Saint Savva the Sanctified was born in the fifth century at Cappadocia of pious Christian parents, John and Sophia. His father was a military commander. Journeying to Alexandria on military matters, his wife went with him, but they left their five-year-old son in the care of an uncle. When the boy reached eight years of age, he entered the monastery of St. Flavian located nearby. The gifted child quickly learned to read and became an expert on the Holy Scriptures. In vain did his parents urge St. Savva to return to the world and enter into marriage.
When he was seventeen years old he received monastic tonsure, and attained such perfection in fasting and prayer that he was given the gift of wonderworking. After spending ten years at the monastery of St. Flavian, he went to Jerusalem, and from there to the monastery of St. Euthymius the Great (January 20). But St. Euthymius sent St. Savva to Abba Theoctistus, the head of a nearby monastery with a strict cenobitic rule. St. Savva lived in obedience at this monastery until the age of thirty.
After the death of the Elder Theoctistus, his successor blessed St. Savva to seclude himself in a cave. On Saturdays, however, he left his hermitage and came to the monastery, where he participated in divine services and ate with the brethren. After a certain time St. Savva received permission not to leave his hermitage at all, and he struggled in the cave for five years.
St. Euthymius attentively directed the life of the young monk, and seeing his spiritual maturity, he began to take him to the Rouba wilderness with him. They set out on January 14, and remained there until Palm Sunday. St. Euthymius called St. Savva a child-elder, and encouraged him to grow in the monastic virtues.
When St. Euthymius fell asleep in the Lord (+ 473), St. Savva withdrew from the Lavra and moved to a cave near the monastery of St. Gerasimus of the Jordan (March 4). After several years, disciples began to gather around St. Savva, seeking the monastic life. As the number of monks increased, a lavra [large, developed monastery] sprang up. When a pillar of fire appeared before St. Savva as he was walking, he found a spacious cave in the form of a church.

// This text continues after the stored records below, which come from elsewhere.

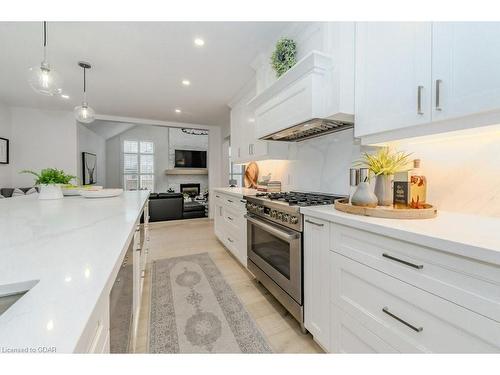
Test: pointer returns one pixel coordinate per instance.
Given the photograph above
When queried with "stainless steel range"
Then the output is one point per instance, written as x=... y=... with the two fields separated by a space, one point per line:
x=274 y=248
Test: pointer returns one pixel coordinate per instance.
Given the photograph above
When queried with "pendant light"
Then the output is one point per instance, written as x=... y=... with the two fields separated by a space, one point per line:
x=42 y=78
x=84 y=113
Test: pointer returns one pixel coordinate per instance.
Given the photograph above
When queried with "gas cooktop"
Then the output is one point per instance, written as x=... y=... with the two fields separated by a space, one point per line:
x=299 y=198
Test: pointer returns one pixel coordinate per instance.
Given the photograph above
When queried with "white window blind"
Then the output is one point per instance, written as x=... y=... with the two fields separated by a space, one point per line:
x=138 y=165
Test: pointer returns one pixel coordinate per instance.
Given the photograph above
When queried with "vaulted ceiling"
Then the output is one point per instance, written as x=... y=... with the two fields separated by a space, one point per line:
x=138 y=67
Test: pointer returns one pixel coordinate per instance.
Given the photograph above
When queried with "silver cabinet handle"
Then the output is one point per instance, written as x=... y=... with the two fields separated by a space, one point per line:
x=416 y=329
x=438 y=94
x=313 y=223
x=419 y=100
x=417 y=266
x=286 y=235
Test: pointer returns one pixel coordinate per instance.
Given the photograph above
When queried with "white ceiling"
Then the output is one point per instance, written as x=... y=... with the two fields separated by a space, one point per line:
x=137 y=66
x=109 y=129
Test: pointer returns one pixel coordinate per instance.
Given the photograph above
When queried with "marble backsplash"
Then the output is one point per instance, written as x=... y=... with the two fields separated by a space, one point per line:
x=462 y=168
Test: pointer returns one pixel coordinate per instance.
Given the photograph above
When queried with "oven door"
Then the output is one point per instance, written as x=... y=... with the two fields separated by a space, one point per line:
x=277 y=251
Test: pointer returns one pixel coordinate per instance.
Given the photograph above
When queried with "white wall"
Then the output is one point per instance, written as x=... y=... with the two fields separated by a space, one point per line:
x=5 y=132
x=178 y=140
x=42 y=139
x=319 y=165
x=88 y=141
x=462 y=169
x=114 y=156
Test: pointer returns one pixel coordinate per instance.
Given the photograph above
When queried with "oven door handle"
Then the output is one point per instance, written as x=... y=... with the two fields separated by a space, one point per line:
x=285 y=235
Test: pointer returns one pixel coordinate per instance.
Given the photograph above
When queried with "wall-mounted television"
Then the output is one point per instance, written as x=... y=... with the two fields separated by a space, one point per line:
x=190 y=159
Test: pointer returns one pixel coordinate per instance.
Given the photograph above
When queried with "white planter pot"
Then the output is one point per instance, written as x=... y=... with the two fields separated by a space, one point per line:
x=50 y=192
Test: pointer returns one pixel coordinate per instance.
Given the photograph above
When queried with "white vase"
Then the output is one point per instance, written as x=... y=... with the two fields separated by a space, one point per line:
x=50 y=192
x=363 y=196
x=383 y=189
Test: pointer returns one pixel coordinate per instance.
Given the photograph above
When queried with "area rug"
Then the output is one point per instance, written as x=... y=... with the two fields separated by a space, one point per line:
x=194 y=310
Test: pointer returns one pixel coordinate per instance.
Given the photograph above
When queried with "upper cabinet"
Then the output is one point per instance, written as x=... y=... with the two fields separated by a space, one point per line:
x=415 y=79
x=393 y=69
x=245 y=145
x=465 y=68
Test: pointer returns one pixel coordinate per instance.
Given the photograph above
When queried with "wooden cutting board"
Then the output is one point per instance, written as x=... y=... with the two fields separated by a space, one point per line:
x=251 y=175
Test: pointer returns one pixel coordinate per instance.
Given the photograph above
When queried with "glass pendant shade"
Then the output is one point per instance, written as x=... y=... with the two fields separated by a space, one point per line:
x=44 y=80
x=85 y=114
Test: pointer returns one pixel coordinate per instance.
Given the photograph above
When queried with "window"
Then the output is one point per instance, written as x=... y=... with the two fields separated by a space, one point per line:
x=138 y=165
x=236 y=172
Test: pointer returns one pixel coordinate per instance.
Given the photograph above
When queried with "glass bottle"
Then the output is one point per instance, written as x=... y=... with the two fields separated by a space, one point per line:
x=418 y=186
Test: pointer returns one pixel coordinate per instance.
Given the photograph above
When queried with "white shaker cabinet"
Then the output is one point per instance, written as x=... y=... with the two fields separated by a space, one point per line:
x=465 y=68
x=393 y=76
x=230 y=225
x=317 y=280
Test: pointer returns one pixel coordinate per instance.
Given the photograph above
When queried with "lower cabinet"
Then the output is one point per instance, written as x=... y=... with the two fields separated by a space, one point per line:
x=230 y=225
x=317 y=280
x=367 y=293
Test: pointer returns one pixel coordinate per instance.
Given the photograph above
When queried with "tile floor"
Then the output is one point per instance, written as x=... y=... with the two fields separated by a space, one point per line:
x=176 y=238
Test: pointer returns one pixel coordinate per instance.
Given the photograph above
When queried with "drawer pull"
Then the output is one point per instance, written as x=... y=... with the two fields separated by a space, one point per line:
x=416 y=329
x=313 y=223
x=417 y=266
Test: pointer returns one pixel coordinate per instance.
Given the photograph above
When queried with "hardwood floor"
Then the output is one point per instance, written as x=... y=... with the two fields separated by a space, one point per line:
x=183 y=237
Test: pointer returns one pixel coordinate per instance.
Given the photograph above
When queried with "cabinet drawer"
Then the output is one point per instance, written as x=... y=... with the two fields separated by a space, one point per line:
x=474 y=285
x=349 y=336
x=231 y=201
x=408 y=318
x=234 y=221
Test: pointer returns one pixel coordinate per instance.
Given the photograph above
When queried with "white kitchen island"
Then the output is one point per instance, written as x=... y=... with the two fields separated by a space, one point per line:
x=68 y=252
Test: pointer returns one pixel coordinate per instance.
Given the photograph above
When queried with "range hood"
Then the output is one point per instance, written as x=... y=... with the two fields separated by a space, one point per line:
x=309 y=129
x=312 y=99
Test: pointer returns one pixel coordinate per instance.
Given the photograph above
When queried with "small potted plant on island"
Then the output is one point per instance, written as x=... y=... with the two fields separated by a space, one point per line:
x=383 y=164
x=49 y=182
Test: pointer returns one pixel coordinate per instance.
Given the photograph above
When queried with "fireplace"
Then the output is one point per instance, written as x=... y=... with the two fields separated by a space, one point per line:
x=192 y=190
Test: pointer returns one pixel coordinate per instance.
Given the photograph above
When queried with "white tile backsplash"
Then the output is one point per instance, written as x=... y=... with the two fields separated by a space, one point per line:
x=462 y=168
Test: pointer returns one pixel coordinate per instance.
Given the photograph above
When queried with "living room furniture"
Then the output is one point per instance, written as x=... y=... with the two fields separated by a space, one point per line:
x=166 y=206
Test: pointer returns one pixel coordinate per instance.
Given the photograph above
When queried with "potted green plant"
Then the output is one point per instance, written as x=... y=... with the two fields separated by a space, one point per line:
x=383 y=164
x=284 y=56
x=49 y=182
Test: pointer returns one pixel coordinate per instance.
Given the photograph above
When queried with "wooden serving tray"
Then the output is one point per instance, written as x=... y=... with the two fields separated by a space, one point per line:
x=387 y=212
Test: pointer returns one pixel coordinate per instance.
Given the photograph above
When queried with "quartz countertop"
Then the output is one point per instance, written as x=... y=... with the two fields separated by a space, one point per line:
x=471 y=236
x=68 y=249
x=236 y=191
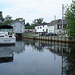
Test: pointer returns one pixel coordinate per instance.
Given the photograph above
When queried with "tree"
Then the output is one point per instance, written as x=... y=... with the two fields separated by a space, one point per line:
x=20 y=19
x=70 y=15
x=27 y=26
x=1 y=18
x=7 y=20
x=38 y=21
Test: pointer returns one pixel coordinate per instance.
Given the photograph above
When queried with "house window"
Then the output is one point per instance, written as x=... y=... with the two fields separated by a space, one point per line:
x=46 y=30
x=21 y=25
x=43 y=26
x=43 y=29
x=40 y=27
x=59 y=27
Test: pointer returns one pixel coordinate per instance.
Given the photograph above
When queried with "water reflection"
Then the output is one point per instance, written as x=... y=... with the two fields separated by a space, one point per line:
x=7 y=51
x=66 y=51
x=38 y=58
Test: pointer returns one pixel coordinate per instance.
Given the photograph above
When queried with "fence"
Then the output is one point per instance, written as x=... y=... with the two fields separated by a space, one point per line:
x=57 y=38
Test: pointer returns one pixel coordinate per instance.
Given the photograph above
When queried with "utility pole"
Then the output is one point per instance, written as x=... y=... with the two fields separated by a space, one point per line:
x=62 y=14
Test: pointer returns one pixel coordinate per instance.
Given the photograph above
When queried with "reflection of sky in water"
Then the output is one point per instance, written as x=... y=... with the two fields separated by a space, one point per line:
x=34 y=58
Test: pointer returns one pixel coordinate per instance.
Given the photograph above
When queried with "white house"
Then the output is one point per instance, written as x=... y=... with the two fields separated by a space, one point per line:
x=59 y=28
x=41 y=28
x=18 y=27
x=55 y=26
x=52 y=26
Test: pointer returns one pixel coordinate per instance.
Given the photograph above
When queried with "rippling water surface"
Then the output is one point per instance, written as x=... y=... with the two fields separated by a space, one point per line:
x=29 y=57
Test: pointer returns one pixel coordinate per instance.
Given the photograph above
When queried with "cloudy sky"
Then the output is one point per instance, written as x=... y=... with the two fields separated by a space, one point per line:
x=33 y=9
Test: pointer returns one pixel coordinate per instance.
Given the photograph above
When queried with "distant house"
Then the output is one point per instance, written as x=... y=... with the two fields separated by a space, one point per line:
x=55 y=26
x=59 y=28
x=52 y=26
x=41 y=28
x=18 y=27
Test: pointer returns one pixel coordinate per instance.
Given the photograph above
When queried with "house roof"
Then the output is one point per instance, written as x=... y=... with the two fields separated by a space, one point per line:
x=64 y=22
x=6 y=27
x=16 y=22
x=42 y=24
x=59 y=21
x=53 y=22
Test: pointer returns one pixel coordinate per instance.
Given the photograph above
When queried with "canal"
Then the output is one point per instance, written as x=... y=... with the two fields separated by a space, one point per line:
x=29 y=57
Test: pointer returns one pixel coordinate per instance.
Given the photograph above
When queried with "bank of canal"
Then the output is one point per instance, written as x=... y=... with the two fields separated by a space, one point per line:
x=58 y=38
x=29 y=57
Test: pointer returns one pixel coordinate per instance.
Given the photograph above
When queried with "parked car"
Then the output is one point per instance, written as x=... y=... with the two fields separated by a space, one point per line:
x=43 y=33
x=51 y=34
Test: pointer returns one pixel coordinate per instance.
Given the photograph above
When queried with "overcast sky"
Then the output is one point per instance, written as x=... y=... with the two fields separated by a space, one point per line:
x=33 y=9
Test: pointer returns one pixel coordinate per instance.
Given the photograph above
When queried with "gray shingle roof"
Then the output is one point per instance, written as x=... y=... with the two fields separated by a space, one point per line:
x=53 y=22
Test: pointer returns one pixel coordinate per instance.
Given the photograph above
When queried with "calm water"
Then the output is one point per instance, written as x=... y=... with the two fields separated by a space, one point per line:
x=29 y=57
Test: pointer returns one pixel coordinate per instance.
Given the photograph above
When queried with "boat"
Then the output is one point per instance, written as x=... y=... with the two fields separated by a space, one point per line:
x=7 y=35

St. Savva founded several more monasteries. Many miracles took place through the prayers of St. Savva: at the Lavra a spring of water welled up, during a time of drought there was abundant rain, and there were also healings of the sick and the demoniacs. St. Savva composed the first monastic Rule of church services, the so-called “Jerusalem Typikon”, accepted by all the Palestine monasteries. The saint surrendered his soul to God in the year 532.
How St. Savva’s relics returned to the Holy Land from Venice
St. Savvas, while yet alive, foretold that his relics would be taken from the monastery but later returned, and during the first Crusade (1096-1099), his relics were in fact stolen and taken to Venice. There they would lay (we won’t say “rest”) for 900 years before finally returning to the Holy Land. Abbot Seraphim of the Lavra of St. Savva the Sanctified explained the Roman Catholic pope’s sudden willingness to return St. Savva’s relics to their rightful place after nine centuries.
When Pope John XXIII was ruling Rome, St. Savva began appearing to him and telling him that he wanted to return to his monastery. Although these appearances happened many times, the Pope nevertheless went to his grave without fulfilling St. Savva’s request. But the saint from Cappodocia was determined, and appeared to the pope’s successor, Paul VI. In case this was not enough, the saint began rattling the glass of his reliquary and frightening the guards and Latin monks.
Meanwhile, in the Holy Land, a rainbow appeared every day to the east of the Lavra for a month until the relics returned, as a sign.
Although a number of ecumenical gestures were being made by Rome to the Orthodox at the time, some had doubts that the Latins were really returning St. Savva’s authentic relics after so many years. It seemed too good to be true. However, when Fr. Seraphim came to Venice to receive the relics, he carefully examined them, and saw that one eye was missing. Since during the saint’s lifetime the Monophosytes had put out his eye, this was a satisfactory verification. But there would also later be a series of miraculous appearances by the saint to different people in the Holy Land just before his arrival and during his stay in the Jerusalem Church of the Resurrection, which left no doubt that St. Savvas had truly returned home.
The relics of St. Savva the Sanctified returned to the Lavra on October 10, 1965, and many miracles wrought by him have since been recorded.